Entering the house of a mother and her new-born baby, as well as a nursery school or a pediatric or neonatal hospital ward, requires a good deal of courage and that mental structure and security, the internal setting, which probably is the main and the most difficult tool of any analyst in formation. It means entering into an organization pre-existing to us, in an intimacy, especially that of the symbiotic mother-child dyad, in which one has to find a proper place, a right distance from which to build a relationship that is based not so much on words and on active intervention as much as on silent, regular and continuous presence. A presence that, thanks to that step backwards given by silence and non-interaction, may be different from all the others of everyday life, can offer a different view and describe the complexity of what continually happens around us.
It therefore seems that the method of observation can teach, or at least let the observer experiment, a real analytic presence and from this it derives its connection with many other fields of study and work of the analyst.
The purpose of this issue is indeed to highlight the usefulness of the observation method for the future analyst, an issue that is dealt with in the articles presented here, but, above all, it is emphasized by the fact that this number is linked to a second, which will be released in a few months and it will concern the therapeutic work with families, where it is essential to always have in mind and be ready to accept the most archaic parts of the mind and all that is expressed through the unsaid.
The issue opens with the article by Dr. Denis Mellier who, in his in-depth treatment of childhood observation, introduces us to the complexity of this method, to the emotions connected to the path of observation and in its many times, all under a nuance group that emphasizes the particular work of the supervision group.
The issue goes on with the article by Dr. Susanna Messeca who, with careful and accurate words, introduces us into the emotions that working with suffering people produces in us, recalling the analyst’s past and personal experience, in particular his pains and memories of particularly painful experiences which, in contact with the patient, re-emerge.
It continues with the work of Dr. Maria Vittoria Squillante who talks about the baby observation according to the method of Esther Bick, who, after having elaborated it, introduced it in the psychotherapy and psychoanalytic training course of the Tavistock Clinic in London. The author also reports her experience in a department of child neuropsychiatry in which the method of observation was applied for the formation of the hospital teams and a therapeutic project focused on the work with families.

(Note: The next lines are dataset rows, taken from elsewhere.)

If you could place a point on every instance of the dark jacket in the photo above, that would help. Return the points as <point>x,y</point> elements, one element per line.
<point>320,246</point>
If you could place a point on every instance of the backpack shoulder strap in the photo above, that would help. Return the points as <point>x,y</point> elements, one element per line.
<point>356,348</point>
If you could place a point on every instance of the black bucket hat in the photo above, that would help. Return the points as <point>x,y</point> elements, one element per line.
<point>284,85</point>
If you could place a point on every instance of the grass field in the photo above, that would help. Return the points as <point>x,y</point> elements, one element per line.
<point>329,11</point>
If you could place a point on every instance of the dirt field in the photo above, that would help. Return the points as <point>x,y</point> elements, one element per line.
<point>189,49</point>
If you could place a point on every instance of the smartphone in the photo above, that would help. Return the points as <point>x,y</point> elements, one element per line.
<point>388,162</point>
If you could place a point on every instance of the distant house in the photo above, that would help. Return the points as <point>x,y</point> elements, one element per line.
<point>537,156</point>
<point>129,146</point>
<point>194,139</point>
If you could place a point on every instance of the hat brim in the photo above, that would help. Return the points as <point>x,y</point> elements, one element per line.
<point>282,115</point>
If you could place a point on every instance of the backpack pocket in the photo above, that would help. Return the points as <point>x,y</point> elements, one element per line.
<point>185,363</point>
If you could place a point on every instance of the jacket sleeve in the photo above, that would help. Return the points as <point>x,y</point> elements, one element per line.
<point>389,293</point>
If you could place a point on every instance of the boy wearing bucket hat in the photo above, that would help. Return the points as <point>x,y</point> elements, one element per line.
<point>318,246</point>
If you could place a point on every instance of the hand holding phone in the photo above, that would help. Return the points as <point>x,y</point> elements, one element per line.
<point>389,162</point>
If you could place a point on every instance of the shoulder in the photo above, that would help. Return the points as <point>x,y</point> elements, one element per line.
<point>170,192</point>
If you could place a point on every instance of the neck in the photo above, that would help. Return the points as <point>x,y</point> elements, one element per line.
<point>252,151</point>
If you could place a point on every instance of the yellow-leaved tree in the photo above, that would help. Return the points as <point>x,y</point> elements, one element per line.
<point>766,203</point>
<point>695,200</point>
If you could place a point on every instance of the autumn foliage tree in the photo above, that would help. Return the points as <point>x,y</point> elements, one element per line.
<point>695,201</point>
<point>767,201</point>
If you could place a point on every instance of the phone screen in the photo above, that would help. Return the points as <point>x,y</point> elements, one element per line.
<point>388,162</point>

In conclusion, finally, Squillante describes the subtle but firm link between childhood observation and psychoanalysis and psychotherapy.
To illustrate what is explained at a theoretical level, two observation sessions are reported, conducted by Dr. Klervi Isidor that, whit some comments, introduces us directly in what an observation consists. Working from the raw material that is reported in a detailed manner and, only later, during the supervision, with the group reading the report and the subsequent discussion, a work of analyzing the collected data. The comments that are here offered come from this second passage.

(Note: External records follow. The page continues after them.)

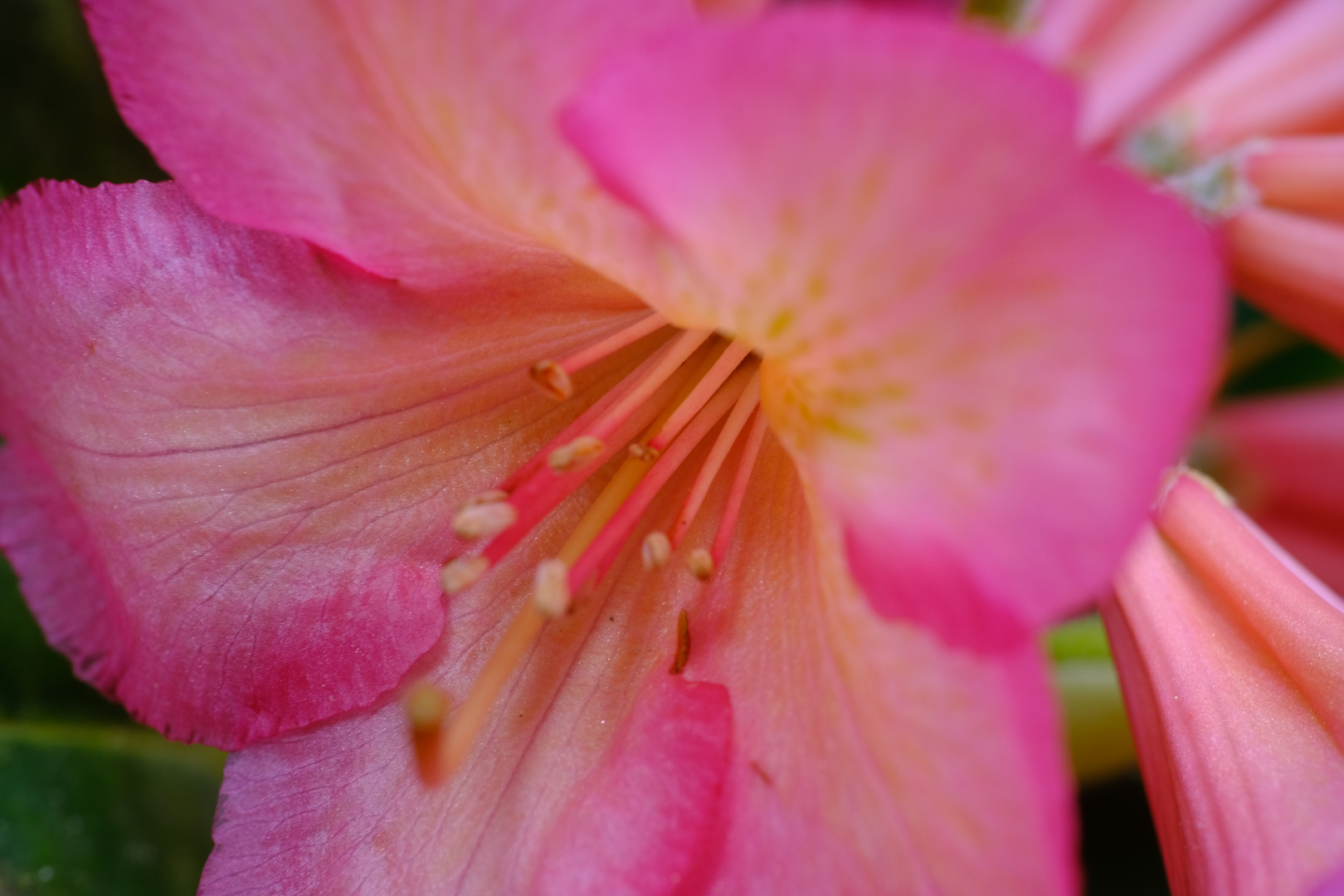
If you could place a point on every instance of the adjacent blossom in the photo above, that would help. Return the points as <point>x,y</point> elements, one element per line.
<point>253,412</point>
<point>1231,659</point>
<point>1280,455</point>
<point>1238,105</point>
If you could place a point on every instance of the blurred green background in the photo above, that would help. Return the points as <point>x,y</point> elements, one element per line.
<point>93,804</point>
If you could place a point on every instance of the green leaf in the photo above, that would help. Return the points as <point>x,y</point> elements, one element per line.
<point>37,681</point>
<point>56,117</point>
<point>102,809</point>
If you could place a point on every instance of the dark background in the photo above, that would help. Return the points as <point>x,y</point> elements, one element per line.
<point>93,804</point>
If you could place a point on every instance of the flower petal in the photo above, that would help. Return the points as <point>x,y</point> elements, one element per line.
<point>407,136</point>
<point>233,458</point>
<point>1288,265</point>
<point>979,344</point>
<point>1233,668</point>
<point>863,755</point>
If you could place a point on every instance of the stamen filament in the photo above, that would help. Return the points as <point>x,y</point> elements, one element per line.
<point>613,343</point>
<point>728,362</point>
<point>530,621</point>
<point>718,455</point>
<point>608,543</point>
<point>678,353</point>
<point>543,492</point>
<point>750,449</point>
<point>583,421</point>
<point>488,685</point>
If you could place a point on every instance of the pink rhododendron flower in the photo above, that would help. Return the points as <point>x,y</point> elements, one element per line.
<point>1239,105</point>
<point>916,359</point>
<point>1278,457</point>
<point>1231,660</point>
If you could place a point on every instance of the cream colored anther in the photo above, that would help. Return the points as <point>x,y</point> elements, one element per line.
<point>463,572</point>
<point>485,520</point>
<point>656,551</point>
<point>576,455</point>
<point>552,589</point>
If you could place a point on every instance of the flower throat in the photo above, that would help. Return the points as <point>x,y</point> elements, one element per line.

The article by Dr. Azzurra Mecacci goes into the history of the method of infant observation by first recapitulating a more global version with the great psychoanalytic authors and then studying the development of the method in Italy, above all by describing the work of the Pre-Infant Observation that focuses on the path and the evolution that a woman makes in the road to become a mother and the connections between this period and the future motherhood.

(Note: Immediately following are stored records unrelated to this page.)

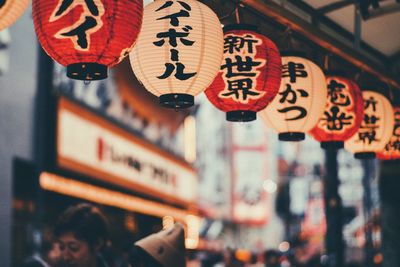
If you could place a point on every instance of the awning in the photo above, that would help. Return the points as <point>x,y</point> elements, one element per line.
<point>104,196</point>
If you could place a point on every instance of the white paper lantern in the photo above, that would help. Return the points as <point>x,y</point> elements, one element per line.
<point>179,50</point>
<point>301,99</point>
<point>10,11</point>
<point>376,129</point>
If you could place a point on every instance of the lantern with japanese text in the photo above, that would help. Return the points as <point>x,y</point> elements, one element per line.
<point>301,99</point>
<point>250,74</point>
<point>10,11</point>
<point>343,113</point>
<point>392,148</point>
<point>87,36</point>
<point>376,128</point>
<point>179,51</point>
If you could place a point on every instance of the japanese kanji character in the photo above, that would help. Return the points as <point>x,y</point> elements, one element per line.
<point>294,70</point>
<point>368,136</point>
<point>179,74</point>
<point>89,22</point>
<point>66,4</point>
<point>80,32</point>
<point>290,95</point>
<point>337,94</point>
<point>241,90</point>
<point>237,43</point>
<point>369,102</point>
<point>336,120</point>
<point>302,112</point>
<point>172,35</point>
<point>243,68</point>
<point>367,131</point>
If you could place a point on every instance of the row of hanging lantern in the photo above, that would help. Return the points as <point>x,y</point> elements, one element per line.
<point>178,54</point>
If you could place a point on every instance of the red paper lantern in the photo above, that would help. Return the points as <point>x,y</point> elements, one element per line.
<point>87,36</point>
<point>343,113</point>
<point>392,149</point>
<point>250,74</point>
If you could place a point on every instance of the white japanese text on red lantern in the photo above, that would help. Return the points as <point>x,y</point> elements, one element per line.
<point>290,94</point>
<point>89,22</point>
<point>367,132</point>
<point>338,116</point>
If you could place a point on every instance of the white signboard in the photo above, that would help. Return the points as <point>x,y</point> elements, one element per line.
<point>90,144</point>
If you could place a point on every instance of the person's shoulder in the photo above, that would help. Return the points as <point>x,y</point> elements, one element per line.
<point>34,261</point>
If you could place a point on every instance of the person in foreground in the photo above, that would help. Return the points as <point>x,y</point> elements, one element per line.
<point>82,234</point>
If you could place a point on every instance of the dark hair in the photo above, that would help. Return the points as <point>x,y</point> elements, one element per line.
<point>139,257</point>
<point>86,222</point>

The next article is that of Dr. Susanna Piermattei, who describes the concepts of fusionality and symbiosis in an attempt to underline the existence, in adults, of infantile and archaic non-pathological quotas and to explain why child observation is so valuable also for the analyst who will work with the adult.
Dr. Piermattei also offers a second observation session in which the comments focus mainly on the relationship between the observer and the observed, with all the contrasting and co-present feelings that the situation arouses in both participants.
The last article is that of the doctors Paola Balducci and Mariella Marasà who explain their experience as trainers of nursery schools, based on the psychoanalytic model and the method of the baby observation that allows operators to live in an authentic way the different situations they can face with and be in contact with their most primitive emotions.